How an SLR works (Part 1)


Photography has a pleasant je ne sais quoi to it, a way of transmitting feelings in a way other art forms- cinema, painting, poetry, dancing, and etc- fail to transmit. Maybe it’s the fact that, to see a photograph, one does not need to have certain specific traits, like a vast vocabulary or having a massive visual sensibility to understand what exactly does Edvard Munch’s The Scream tries to tell us. Maybe it’s the fact that, it has a way of freezing time cinema or video can’t offer.

In my previous posts, I’ve written about the historical development of photography, all the way back to Ibn Al-Hazen's Camara Obscura, and to more recent times, stopping at the huge development Japanese Optics Corporations had in the 1950's. I'm gonna take a break from the whole history lesson for now, and we'll start on engineering and physics, as to fully understand the way a Single-Lens reflex camera works.
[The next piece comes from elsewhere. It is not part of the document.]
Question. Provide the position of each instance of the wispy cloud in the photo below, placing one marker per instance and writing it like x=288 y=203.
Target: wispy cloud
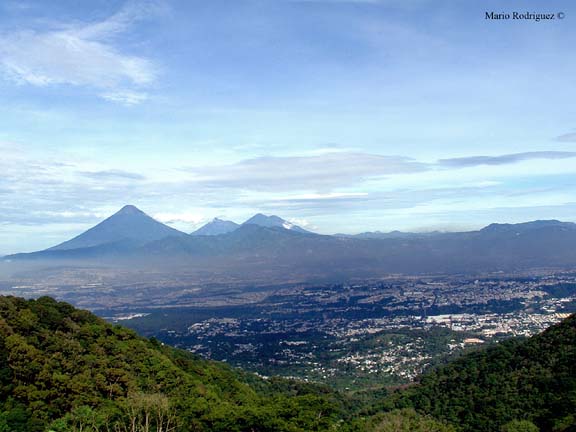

A Single-Lens Reflex camera allows the user to see, throught the viewfinder, the way the picture is to be taken. A mirror is set between the sensitive surface (sensor or film) and the lenses. The mirror is placed at a 45° angle, which makes the light beams, waves, or particles (whichever way you want to see it) travel upward, and hit a focusing screen. The image is proyected on the focusing screen. A roof pentaprism reflects the proyected image 3 times: The first reflection corrects vertical orientation, the second one the horizontal orientation of the image, and the third one reflects the image the way it is seen through the viewfinder. Generally, to add brightness to the image in the viewfinder, there is a condensing lens found between the focusing screen and the pentaprism.

Since the faces in a pentaprism cannot ensure Total Internal Reflection, given the entry angle of light, both reflective surfaces of the pentaprism have to be coated or overlapped with a reflective material.

In early SLRs, the mirror had to be lifted manually before a picture was taken. This made the SLR unpractical and useless for certain photographics tasks. When automatic mirror-rising was introduced, a new problem was born: the vibration caused by the mirror-lifting caused motion blur. Then, in 1959, the Nikon F introduced mirror lockup. Mirror Lock Up allows the mirror to be raised before the Shutter is opened. The vibration dies down , and no motion blur appears on the exposure.